Textus Receptus Bibles
Geneva Bible 1560
|61:1||The Spirit of the Lord God is vpon mee, therefore hath the Lord anoynted mee: hee hath sent mee to preache good tidings vnto the poore, to binde vp the broken hearted, to preach libertie to the captiues, and to them that are bound, the opening of the prison,|
|61:2||To preache the acceptable yeere of the Lord, and the day of vengeance of our God, to comfort all that mourne,|
|61:3||To appoint vnto them that mourne in Zion, and to giue vnto them beautie for ashes, the oyle of ioye for mourning, the garment of gladnesse for the spirit of heauinesse, that they might be called trees of righteousnesse, the planting of the Lord, that he might be glorified.|
|61:4||And they shall builde the olde waste places, and raise vp the former desolations, and they shall repaire the cities that were desolate and waste through many generations.|
|61:5||And the strangers shall stande and feede your sheepe, and the sonnes of the strangers shall be your plowmen and dressers of your vines.|
|61:6||But ye shall be named the Priestes of the Lord, and men shall say vnto you, The ministers of our God, Ye shall eate the riches of the Gentiles, and shalbe exalted with their glorie.|
|61:7||For your shame you shall receiue double, and for confusion they shall reioyce in their portion: for in their lande they shall possesse the double: euerlasting ioy shall be vnto them.|
|61:8||For I the Lord loue iudgement and hate robberie for burnt offering, and I wil direct their worke in trueth, and will make an euerlasting couenant with them.|
|61:9||And their seede shall be knowen among the Gentiles, and their buddes among the people. All that see them, shall know them, that they are the seede which the Lord hath blessed.|
|61:10||I will greatly reioyce in the Lord, and my soule shall be ioyfull in my God: for he hath clothed mee with the garments of saluation, and couered me with the robe of righteousnes: hee hath decked me like a bridegrome, and as a bride tireth herselfe with her iewels.|
|61:11||For as the earth bringeth foorth her bud, and as the garden causeth to growe that which is sowen in it: so the Lord God will cause righteousnesse to grow and praise before all the heathen.|
Geneva Bible 1560
The Geneva Bible is one of the most influential and historically significant translations of the Bible into English, preceding the King James translation by 51 years. It was the primary Bible of 16th century Protestantism and was the Bible used by William Shakespeare, Oliver Cromwell, John Knox, John Donne, and John Bunyan.

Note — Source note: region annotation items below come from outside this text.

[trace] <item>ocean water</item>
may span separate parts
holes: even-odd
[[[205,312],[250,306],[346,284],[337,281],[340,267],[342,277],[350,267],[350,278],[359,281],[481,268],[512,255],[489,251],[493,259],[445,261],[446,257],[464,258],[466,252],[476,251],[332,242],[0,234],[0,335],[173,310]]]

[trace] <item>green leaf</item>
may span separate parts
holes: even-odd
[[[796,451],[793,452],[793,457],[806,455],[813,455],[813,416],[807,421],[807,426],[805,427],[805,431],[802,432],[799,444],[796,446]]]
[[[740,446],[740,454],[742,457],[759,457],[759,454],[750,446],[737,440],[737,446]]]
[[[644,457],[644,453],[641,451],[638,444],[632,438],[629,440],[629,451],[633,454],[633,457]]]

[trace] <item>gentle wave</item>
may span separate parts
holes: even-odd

The language of the Geneva Bible was more forceful and vigorous and because of this, most readers strongly preferred this version at the time.
The Geneva Bible was produced by a group of English scholars who, fleeing from the reign of Queen Mary, had found refuge in Switzerland. During the reign of Queen Mary, no Bibles were printed in England, the English Bible was no longer used in churches and English Bibles already in churches were removed and burned. Mary was determined to return Britain to Roman Catholicism.

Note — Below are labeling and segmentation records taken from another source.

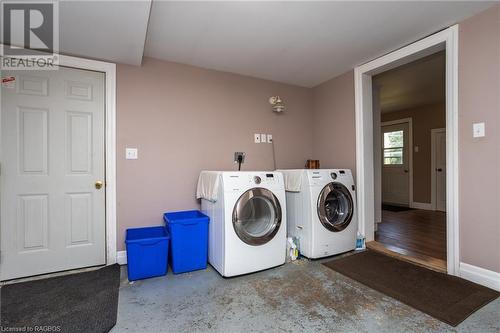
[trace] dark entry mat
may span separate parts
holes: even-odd
[[[452,326],[500,295],[470,281],[373,251],[324,265]]]
[[[119,287],[119,265],[3,286],[0,331],[109,332]]]
[[[382,210],[388,210],[390,212],[406,212],[407,210],[413,210],[413,208],[383,204]]]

The first English Protestant to die during Mary's turbulent reign was John Rogers in 1555, who had been the editor of the Matthews Bible. At this time, hundreds of Protestants left England and headed for Geneva, a city which under the leadership of Calvin, had become the intellectual and spiritual capital of European Protestants.
One of these exiles was William Whittingham, a fellow of Christ Church at Oxford University, who had been a diplomat, a courtier, was much traveled and skilled in many languages including Greek and Hebrew. He eventually succeeded John Knox as the minister of the English congregation in Geneva. Whittingham went on to publish the 1560 Geneva Bible.
This version is significant because, it came with a variety of scriptural study guides and aids, which included verse citations that allow the reader to cross-reference one verse with numerous relevant verses in the rest of the Bible, introductions to each book of the Bible that acted to summarize all of the material that each book would cover, maps, tables, woodcut illustrations, indices, as well as other included features, all of which would eventually lead to the reputation of the Geneva Bible as history's very first study Bible.